A member of a terrorist organization has stolen a hard drive from a secured lap top. The hard drive contains the true names of every undercover NATO agent in the world and their release. Tracked down by MI6 agent James Bond, the baddie runs, soon finding himself in a motorcycle chase. Across the tile roofs of the city. As the chase continues on top of a high speed train, Bond’s partner in espionage, Eve (Naomie Harris) takes aim at the two on top of the train through the scope of her rifle. Afraid to shoot for fear of hitting Bond she is snapped back to reality by the stern voice of M (Dench) in her earpiece, commanding her to “take the shot!” Cue the opening credits.
After the step back that was 2008’s “Quantum of Solace” (though in defense of the film it should be noted that, due to the writer’s strike, a completed script was never delivered), Bond and all the members of Her Majesty’s Secret Service return in a film that skillfully balances the old school workings of past 007 adventures with the futuristic world of 21st century cyber terrorism. From the title song, performed in the style of the great Shirley Bassey by this generations great songstress, Adele, to the reintroduction of Q to a ride in the classic Aston Martin DB5 from “Goldfinger,” there is plenty in “Skyfall” to take fans down memory lane.
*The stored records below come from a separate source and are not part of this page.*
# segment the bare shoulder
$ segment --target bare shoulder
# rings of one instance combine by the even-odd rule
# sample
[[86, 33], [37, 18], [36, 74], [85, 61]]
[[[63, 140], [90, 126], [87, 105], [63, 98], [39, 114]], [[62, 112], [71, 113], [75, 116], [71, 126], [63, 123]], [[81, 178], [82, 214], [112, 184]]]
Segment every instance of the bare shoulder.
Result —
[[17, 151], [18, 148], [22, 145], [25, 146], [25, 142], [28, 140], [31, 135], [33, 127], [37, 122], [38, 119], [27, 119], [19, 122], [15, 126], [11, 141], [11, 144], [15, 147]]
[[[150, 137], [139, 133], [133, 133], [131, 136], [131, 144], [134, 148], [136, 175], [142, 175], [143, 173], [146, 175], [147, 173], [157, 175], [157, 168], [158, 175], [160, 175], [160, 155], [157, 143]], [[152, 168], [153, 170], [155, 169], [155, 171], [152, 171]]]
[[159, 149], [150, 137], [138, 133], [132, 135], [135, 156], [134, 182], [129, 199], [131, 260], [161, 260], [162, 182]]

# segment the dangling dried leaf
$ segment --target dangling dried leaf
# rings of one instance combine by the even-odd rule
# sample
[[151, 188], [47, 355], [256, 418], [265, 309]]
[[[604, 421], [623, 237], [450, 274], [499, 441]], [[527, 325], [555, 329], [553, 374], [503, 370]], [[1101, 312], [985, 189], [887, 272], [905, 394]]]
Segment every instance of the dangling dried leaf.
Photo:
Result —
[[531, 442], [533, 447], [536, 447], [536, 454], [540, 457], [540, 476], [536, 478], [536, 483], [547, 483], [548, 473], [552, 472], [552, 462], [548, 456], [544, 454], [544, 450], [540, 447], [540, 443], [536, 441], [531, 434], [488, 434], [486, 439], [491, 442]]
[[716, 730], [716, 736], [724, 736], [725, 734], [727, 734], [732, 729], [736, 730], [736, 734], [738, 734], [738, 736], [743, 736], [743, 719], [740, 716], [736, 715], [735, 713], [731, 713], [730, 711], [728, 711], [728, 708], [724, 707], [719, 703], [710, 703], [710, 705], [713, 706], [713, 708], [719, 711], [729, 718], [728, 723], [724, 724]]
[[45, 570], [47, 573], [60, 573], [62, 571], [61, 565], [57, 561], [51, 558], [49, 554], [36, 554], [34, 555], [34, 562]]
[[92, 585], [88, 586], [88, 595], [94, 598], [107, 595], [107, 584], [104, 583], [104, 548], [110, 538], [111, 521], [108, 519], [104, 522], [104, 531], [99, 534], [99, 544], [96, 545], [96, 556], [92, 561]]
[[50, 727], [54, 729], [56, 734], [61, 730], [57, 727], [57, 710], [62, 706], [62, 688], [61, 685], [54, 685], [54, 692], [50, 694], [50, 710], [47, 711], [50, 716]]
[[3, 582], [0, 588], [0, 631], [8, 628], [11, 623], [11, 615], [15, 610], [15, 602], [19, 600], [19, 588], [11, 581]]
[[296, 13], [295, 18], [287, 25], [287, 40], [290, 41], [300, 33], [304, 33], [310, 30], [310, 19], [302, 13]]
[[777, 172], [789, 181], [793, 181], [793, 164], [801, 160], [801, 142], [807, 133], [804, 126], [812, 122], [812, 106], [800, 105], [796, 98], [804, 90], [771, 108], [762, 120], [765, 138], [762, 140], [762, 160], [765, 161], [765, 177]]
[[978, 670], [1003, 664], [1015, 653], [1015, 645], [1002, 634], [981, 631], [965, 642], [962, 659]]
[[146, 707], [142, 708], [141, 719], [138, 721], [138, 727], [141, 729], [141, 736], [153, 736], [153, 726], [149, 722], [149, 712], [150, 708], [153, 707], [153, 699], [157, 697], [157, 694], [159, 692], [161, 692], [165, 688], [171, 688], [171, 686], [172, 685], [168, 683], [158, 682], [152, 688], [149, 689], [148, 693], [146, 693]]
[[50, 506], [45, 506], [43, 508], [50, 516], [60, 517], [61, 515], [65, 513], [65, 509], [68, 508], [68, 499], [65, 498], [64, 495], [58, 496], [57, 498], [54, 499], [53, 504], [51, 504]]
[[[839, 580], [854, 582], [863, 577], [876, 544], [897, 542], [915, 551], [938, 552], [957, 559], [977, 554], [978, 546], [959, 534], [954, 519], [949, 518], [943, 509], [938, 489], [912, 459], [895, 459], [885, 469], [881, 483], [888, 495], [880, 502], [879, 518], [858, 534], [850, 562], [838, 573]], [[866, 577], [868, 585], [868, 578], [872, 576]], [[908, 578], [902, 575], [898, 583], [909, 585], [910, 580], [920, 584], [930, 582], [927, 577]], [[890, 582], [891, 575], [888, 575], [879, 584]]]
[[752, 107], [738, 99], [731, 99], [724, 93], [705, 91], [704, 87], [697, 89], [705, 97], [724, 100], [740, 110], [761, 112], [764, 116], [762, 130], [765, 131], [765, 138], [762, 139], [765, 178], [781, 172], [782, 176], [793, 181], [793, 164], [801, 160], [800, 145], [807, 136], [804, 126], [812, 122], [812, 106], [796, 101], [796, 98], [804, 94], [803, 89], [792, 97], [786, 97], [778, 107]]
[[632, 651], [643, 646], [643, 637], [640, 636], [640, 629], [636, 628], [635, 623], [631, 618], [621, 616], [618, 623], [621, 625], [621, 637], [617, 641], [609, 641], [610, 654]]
The great reminders of the present day begin with Daniel Craig. In my review of “Casino Royale” I noted that his performance was exactly the way I imagined when I read the original Ian Flemming novels. While Sean Connery will always be the first (and the best) Bond, in the span of three films Craig has made the character his own. I would not want to be the actor to assume the role from him 15 years from now (Craig just turned 44 – Roger Moore was 57 when he did his last Bond film, “A View to a Kill”). Also strong are two Oscar winners – Dench as 007’s boss, M, and Bardem as Silva, a former MI6 agent seeking revenge on M for what he feels was her betrayal. With a head of bleached blonde hair Bardem seems to be channeling Raul Julia from “The Adams Family.” But in a really creepy way that makes him one of the most memorable villains in the series history.
Action-wise the film is among the best of the year. While director Mendes is best known for intense and personal dramas (“Revolutionary Road,” “American Beauty” for which he won the Best Director Oscar) he has also shown some flair for action and pacing in the past, most notably with “Road To Perdition,” the film that really introduced Craig to American audiences. As Bond makes his way across the globe the action follows, including a fierce hand to hand battle high above Shanghai, illuminated only by the constant neon glow of the skyscraper lights, a scene that is one of the highlights captured by cinematographer Roger Deakins, a long time collaborator with the Coen Brothers.